Upon my return through the aid station I grabbed a quick Marmite and cucumber sandwich from my drop bag to keep me going and power me back up the hill to the wooded trail. Each passage through the aid station required the crossing of the timing mat, no doubt to ensure that everyone passed through four times within expected time periods to ensure no cheating (as if anyone would!). Curiously, the water refill table was adjacent to the mat, so anyone getting a refill was activating the timing equipment continuously, causing it to wail wildly. I returned to the club turnaround point to complete the first half in 2:14, which works out at 6.72mph. What? Surely not. I'm not that fast. Was it really 15 miles?

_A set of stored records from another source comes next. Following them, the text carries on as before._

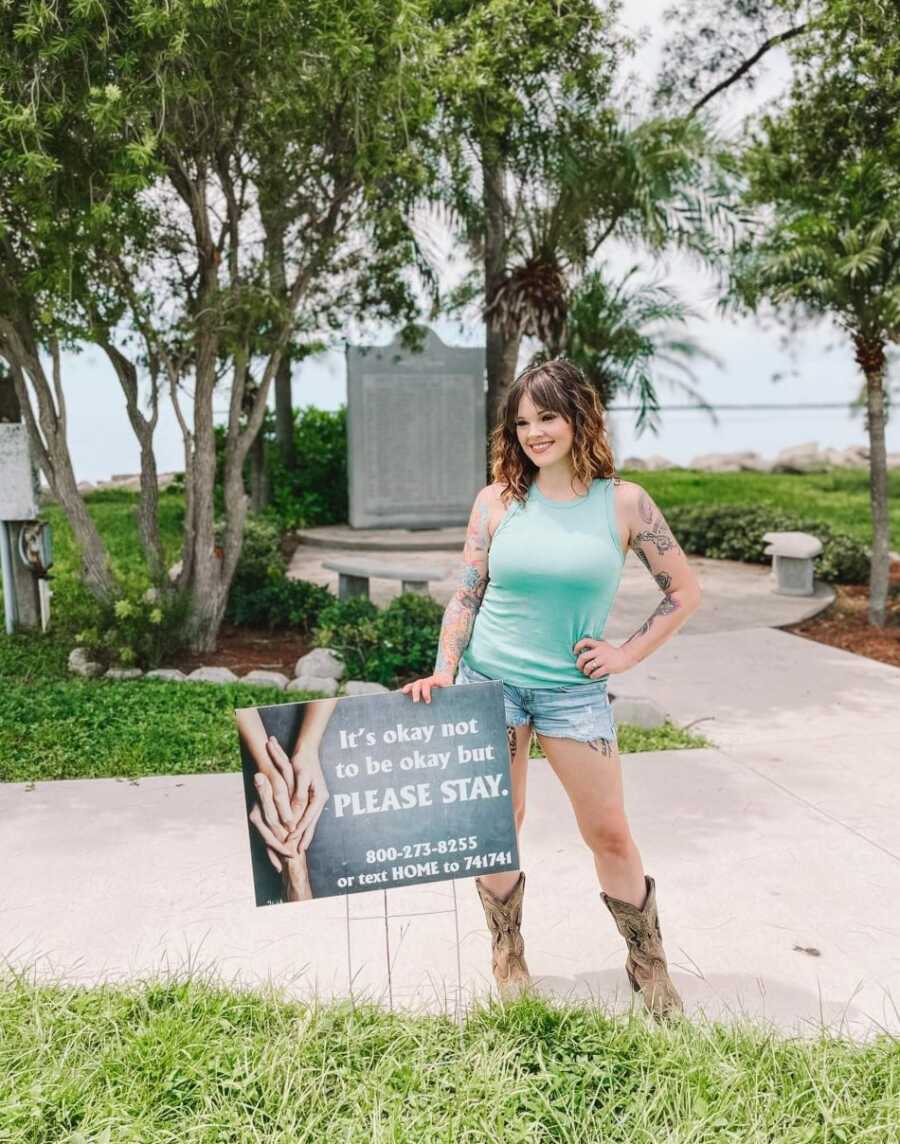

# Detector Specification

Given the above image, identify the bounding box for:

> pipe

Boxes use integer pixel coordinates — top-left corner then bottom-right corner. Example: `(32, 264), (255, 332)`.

(0, 521), (17, 636)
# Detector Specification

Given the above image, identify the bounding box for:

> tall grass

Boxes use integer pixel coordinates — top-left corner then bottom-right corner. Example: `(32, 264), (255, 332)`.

(0, 976), (900, 1144)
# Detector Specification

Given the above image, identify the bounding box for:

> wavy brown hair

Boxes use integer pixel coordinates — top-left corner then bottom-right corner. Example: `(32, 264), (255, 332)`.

(491, 358), (618, 503)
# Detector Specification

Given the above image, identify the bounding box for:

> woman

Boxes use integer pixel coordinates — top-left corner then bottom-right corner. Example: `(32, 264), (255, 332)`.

(403, 359), (700, 1016)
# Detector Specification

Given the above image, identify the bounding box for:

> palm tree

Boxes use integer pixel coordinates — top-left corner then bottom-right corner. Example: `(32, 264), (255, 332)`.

(733, 155), (900, 627)
(533, 265), (722, 435)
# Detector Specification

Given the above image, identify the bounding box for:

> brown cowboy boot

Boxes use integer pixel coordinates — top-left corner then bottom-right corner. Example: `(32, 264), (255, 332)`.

(600, 874), (684, 1017)
(475, 873), (531, 1001)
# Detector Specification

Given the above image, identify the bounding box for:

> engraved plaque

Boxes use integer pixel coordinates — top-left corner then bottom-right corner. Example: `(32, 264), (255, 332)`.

(347, 331), (486, 529)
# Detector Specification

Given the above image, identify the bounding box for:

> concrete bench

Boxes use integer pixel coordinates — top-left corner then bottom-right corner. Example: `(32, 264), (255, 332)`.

(321, 557), (447, 599)
(763, 532), (822, 596)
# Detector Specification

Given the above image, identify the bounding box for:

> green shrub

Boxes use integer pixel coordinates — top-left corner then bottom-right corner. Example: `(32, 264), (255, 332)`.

(74, 588), (189, 668)
(266, 405), (349, 529)
(666, 505), (869, 583)
(228, 578), (334, 635)
(313, 593), (444, 688)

Unsurprisingly, the second half would be much slower as the inevitable slowdown occurred. The jog was becoming a plod and any uphill was welcomed as an excuse for a brief walking break. It was time to settle back into the 'just enjoy it and take each minute as it comes' mode. The cheerleaders at the bottom of the hill were still cheering wildly. The sun was shining warmly and life felt good. As I neared the top of the hill the lead runners began to pass me on their final return leg. I paused at the top to watch them race down the hill. I took more pictures on the second half (any excuse for a few seconds’ rest, which makes all the difference in the survival stakes).

On my final return leg and the final approach to the top of 'The Hill', I could hear the cheerleaders letting rip with a Gary Glitter number: “Come-on come on, Come-on come on”. I got the same treatment when I reached the bottom. I took their picture. They deserve an accolade for the best encouragement for all the runners, without exception.

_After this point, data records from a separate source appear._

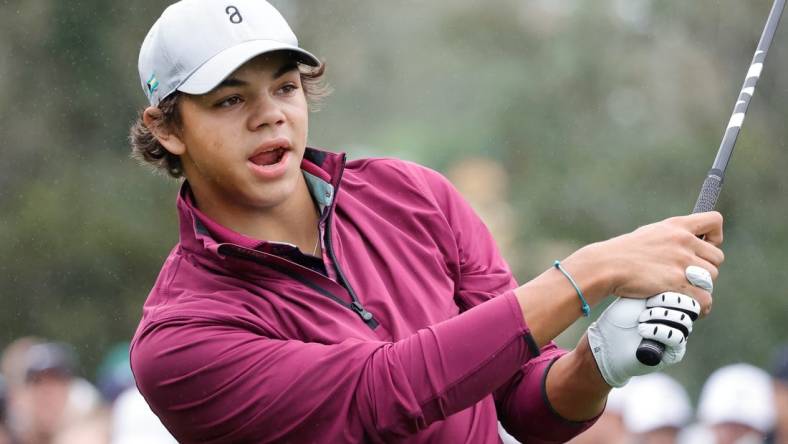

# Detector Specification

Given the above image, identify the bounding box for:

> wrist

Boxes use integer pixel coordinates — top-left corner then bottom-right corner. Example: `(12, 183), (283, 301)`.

(546, 336), (611, 421)
(561, 243), (619, 306)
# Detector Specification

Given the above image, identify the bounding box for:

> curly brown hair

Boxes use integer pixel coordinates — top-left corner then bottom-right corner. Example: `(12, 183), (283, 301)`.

(129, 63), (331, 179)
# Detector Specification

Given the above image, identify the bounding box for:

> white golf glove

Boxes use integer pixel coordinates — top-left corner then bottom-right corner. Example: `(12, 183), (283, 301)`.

(588, 266), (713, 387)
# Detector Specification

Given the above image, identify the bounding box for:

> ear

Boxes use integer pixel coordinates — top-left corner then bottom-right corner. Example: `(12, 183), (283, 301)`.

(142, 106), (186, 156)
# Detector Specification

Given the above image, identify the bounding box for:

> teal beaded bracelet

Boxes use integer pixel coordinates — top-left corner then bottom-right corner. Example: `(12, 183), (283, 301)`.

(553, 259), (591, 317)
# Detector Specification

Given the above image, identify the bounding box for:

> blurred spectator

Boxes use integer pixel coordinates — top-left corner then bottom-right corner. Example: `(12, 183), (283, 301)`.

(698, 364), (775, 444)
(569, 384), (633, 444)
(622, 373), (692, 444)
(0, 376), (11, 444)
(772, 346), (788, 444)
(111, 386), (177, 444)
(96, 342), (134, 404)
(3, 338), (101, 444)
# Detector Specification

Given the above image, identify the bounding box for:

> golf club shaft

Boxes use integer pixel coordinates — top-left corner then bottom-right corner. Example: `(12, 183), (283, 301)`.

(636, 0), (785, 366)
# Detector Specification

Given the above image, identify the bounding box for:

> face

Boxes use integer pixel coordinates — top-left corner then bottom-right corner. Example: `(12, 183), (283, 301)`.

(152, 53), (308, 220)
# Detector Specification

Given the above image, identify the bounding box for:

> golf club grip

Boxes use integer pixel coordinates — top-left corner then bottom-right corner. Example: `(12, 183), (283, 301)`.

(635, 169), (722, 367)
(692, 170), (722, 213)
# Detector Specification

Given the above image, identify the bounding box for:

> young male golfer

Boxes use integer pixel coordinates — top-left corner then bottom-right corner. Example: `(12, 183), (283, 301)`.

(131, 0), (723, 444)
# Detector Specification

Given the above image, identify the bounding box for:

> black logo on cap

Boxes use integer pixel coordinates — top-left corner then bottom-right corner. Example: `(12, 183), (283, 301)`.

(224, 6), (244, 25)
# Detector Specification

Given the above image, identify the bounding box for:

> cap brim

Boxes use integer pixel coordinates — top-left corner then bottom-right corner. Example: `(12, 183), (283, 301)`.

(175, 40), (320, 94)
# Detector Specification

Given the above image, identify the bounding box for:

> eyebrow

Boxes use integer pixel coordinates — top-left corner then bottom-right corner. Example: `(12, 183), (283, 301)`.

(274, 61), (298, 80)
(212, 62), (298, 92)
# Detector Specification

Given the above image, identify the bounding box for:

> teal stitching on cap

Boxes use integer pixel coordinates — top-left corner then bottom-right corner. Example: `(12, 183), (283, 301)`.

(148, 73), (159, 94)
(553, 260), (591, 317)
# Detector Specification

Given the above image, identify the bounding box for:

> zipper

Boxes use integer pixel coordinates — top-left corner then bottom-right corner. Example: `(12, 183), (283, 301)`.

(326, 156), (380, 330)
(219, 245), (379, 330)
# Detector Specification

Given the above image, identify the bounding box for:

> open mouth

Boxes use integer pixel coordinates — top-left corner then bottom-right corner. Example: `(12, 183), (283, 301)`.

(249, 148), (286, 166)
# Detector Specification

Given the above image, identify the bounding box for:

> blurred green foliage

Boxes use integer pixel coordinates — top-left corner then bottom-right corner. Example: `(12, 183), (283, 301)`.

(0, 0), (788, 396)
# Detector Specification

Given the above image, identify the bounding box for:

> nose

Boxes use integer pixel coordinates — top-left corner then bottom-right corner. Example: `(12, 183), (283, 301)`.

(249, 94), (286, 131)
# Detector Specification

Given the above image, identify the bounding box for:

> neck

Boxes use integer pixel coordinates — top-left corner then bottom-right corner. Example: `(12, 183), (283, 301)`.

(193, 175), (320, 254)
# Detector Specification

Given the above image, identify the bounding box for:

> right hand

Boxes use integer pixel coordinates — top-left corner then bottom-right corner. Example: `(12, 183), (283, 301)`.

(564, 211), (725, 315)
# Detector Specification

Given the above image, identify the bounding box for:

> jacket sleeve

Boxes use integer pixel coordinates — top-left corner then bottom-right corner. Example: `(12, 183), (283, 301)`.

(131, 293), (530, 443)
(413, 165), (596, 443)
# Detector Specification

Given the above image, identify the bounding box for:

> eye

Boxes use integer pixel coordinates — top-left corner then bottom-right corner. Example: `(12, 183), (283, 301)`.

(279, 83), (298, 94)
(214, 96), (243, 108)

The final road section was a trudge (I hate flat terrain). The plod was reduced to a shuffle but it was the best I could muster. I was getting overtaken but who cares? I'm so used to it. As I headed towards the final 'blip' descent to the river path, I got overtaken for the umpteeth time by spotty shirt bloke. He was obviously faster than I was but he was pausing at the aid station, so we kept overtaking each other. I raced past him again on the all-too-brief downhill as I let gravity power me down the blip, but once onto the flat I slowed to the inevitable shuffle again, at which point I was re-overtaken for the final time. I checked my watch and it began to dawn on me that I might beat 5 hours (I had assumed sub 6). I gave it all I had and increased my speed to a plod to finish in 4:54, giving an overall speed of 6.12mph. Quite unbelievable for me. Either the course was short or the trail was MUCH more gentle than I'm used to. The second half took 2:40, speed 5.63mph.

We were greeted at the finish with a goody bag, which contained a couple of flyers, a small bottle of spring water, a technical T-shirt (very useful), a runner’s finisher’s medallion and – wait for it – a Frisbee. The last item must be the organisers' way of encouraging us to keep fit between races with a spot of cross training and cardiovascular fitness optimisation.

Facilities at the finish can best be described as frugal. The absence of any laid-on pots of tea or food at the finish meant that everyone embarked on a premature journey home (probably thirsty and hungry). The usual social gathering did not happen. The prize presentation at 4:30pm was a wash-out. Only two runners – me and second place finisher Matthew Ray – were there. As a result I won a spot prize (by default obviously). Moral: if you want a spot prize, stay for the presentation :-)

I have left with fond memories of the weekend. The format was a novelty and it allowed a rare glimpse of an ultra run that mid to back-of-the-pack runners would not normally get to see. It formed a nice gentle introduction to the 2009 Vasque series. It was the first running of this event and I have no doubt that there will be some tweaks to make it even better for next year.

1 down, 11 to go......


  1. hi nick, just came across your blog...enjoyed your report from the wye. i'm only going back if those marshalls/cheerleaders are there next year ;)
    look forward reading about your futur adventures!

  2. Thanks Kate. More uploads just completed.